Even after the pandemic, having an online shopping platform can help boost sales. As of 2019, there were around 1.92 billion digital buyers which make around 14.1% of purchases around the world. By 2023, it’s expected to rise to 22%, providing you with a much larger market to reach compared to limiting yourself to your physical store.
Bare Minimum Is No Longer an Option
Because going online has become a crucial move for small businesses, it’s not enough to just buy a website and create a social media page and call it a day. Your online presence also has to be active, competitive, informational, and engaging if you want your business to succeed online.
For instance, you may have to invest in digital marketing if you want your business to show up on relevant search engine keywords your potential customers are searching for. And even if you are appearing for relevant keywords, you want your website to rank higher than your competitors.

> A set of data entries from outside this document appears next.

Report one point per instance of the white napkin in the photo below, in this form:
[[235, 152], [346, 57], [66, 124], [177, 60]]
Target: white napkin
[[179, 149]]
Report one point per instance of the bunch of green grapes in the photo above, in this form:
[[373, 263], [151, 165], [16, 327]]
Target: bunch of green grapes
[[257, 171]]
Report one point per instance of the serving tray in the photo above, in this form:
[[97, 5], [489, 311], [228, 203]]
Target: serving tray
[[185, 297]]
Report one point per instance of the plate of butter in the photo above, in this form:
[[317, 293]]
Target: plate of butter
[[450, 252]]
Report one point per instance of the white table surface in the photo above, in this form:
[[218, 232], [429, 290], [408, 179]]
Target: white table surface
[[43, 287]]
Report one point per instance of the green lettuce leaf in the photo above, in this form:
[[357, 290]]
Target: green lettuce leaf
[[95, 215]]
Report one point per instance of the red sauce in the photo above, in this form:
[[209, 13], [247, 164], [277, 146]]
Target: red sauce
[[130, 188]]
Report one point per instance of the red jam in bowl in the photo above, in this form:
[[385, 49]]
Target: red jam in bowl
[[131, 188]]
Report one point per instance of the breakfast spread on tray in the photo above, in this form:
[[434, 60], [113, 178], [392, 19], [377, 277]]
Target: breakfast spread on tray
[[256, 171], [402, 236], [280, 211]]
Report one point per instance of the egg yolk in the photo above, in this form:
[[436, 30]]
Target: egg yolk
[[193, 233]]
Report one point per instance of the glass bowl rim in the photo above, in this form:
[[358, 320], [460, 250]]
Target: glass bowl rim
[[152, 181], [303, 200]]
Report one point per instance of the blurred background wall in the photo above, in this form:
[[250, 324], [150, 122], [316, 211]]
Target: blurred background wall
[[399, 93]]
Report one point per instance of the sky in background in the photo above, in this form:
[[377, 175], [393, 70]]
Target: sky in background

And if you don’t know the difference between web development vs. web design, you’re better off leaving it to the professionals. Because if your website doesn’t make a good impression within the first 20 seconds or takes a lot of clicks to get from the homepage to the checkout page, it’s a huge turn-off for would-be customers or can dissuade customers from making another purchase or referring your business to their network.
The future is digital, but if small businesses want to stay afloat in the current declining economy, the future will have to come sooner. Going online and investing to create a strong online presence can help your business survive by widening your target audience, increasing invisibility, and allowing potential customers to make purchases without ever having to leave their homes.